As we see market situation improving and retail demand picking up post COVID-19, we are of the opinion that construction activity will pick up and cement production also will increase beyond pre-COVID levels. As is the case with most companies, we have seen that cement companies too have become more cost sensitive, more cautious with cash stuck in supply chains and inventory. Angre Port is positioned to be a partner of choice to these cement companies willing to position themselves and take advantage of the renewed focus on upstream and downstream supply chains and costs. If stability, in terms of service and cost, become most important factors for businesses as learnt the hard way during COVID, then Angre Port could commit this to its clients through long-term assured service and cost agreements. The renewed outlook and approach to supply chains and cargo movement gives positive outlook to cement and other port related business in the region and Angre Port is equipped to cater and support industries in its hinterland.

9.How is Angre Port managing its operations during COVID-19?
Like all other businesses, Angre Port too has been affected due to COVID 19. The nationwide restrictions imposed on the movement of manpower and goods during the lockdown hampered the smooth movement of cargo to and from the hinterland. We faced shortage of equipment operators and drivers as a sizeable percentage of the on-ground workforce were travelling back home.

Amid the worrying situation, we decided to take a step back and tap the opportunity to focus on the issues that are important for the long-term growth of the port. We enabled business continuity planning to optimize our fixed cost base to the tune of 40% during the lockdown, with no effect on service levels to clients. The entire business development, procurement, accounting, and legal teams have been set up with the requisite collaboration tools to work from home across multiple geographies.

This has yielded success, to the extent that the company is looking to continue remote working as much as possible post lockdown. The downtime has even allowed the otherwise busy port staff to undergo online trainings, evaluate their effectiveness over the past year and define targets and Objectives and Key Responsibilities for the coming season.

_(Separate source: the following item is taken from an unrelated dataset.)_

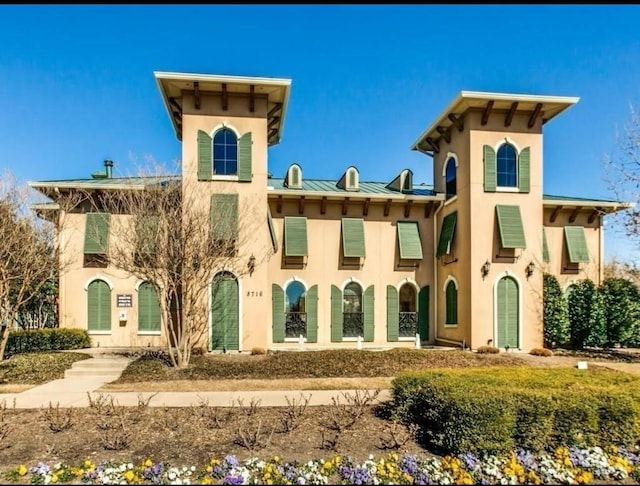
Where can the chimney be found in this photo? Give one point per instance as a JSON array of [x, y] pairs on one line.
[[108, 166]]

Angre Port has taken several robust measures to ensure safety of its employees and workers on the port premises. At the time when the pandemic broke out, we made necessary arrangements for the workers to stay within the port in a safer environment. The port took all the required measures to make sure the workers are protected and safe while they are working at the port. With the support of the workers, Angre Port was among the few ports that ensured continuity of essential supply chain amid the lockdown by handling 1,38,000 tonnes of different types of cargo since March 2020. As a commitment to the well-being of the workers,Angre Port organized busses for them to travel back home.

We continue to operate at a decent pace, largely handling the essential commodities and expect the cargo to pick up as the country unlocks itself in a phased manner.

India has 12 publicly-owned ports and about 200 minor ports dotting its 4,600 miles of coastline. Unlike terminals at major public ports, privately-built independent ports are free from complicated bureaucratic controls associated with pricing and investment. Looking ahead, the opening of Indian coastal markets to foreign-flagged vessels by lifting previous cabotage restrictions is likely to be another growth catalyst for non-major ports, given their structural advantages, according to industry observers.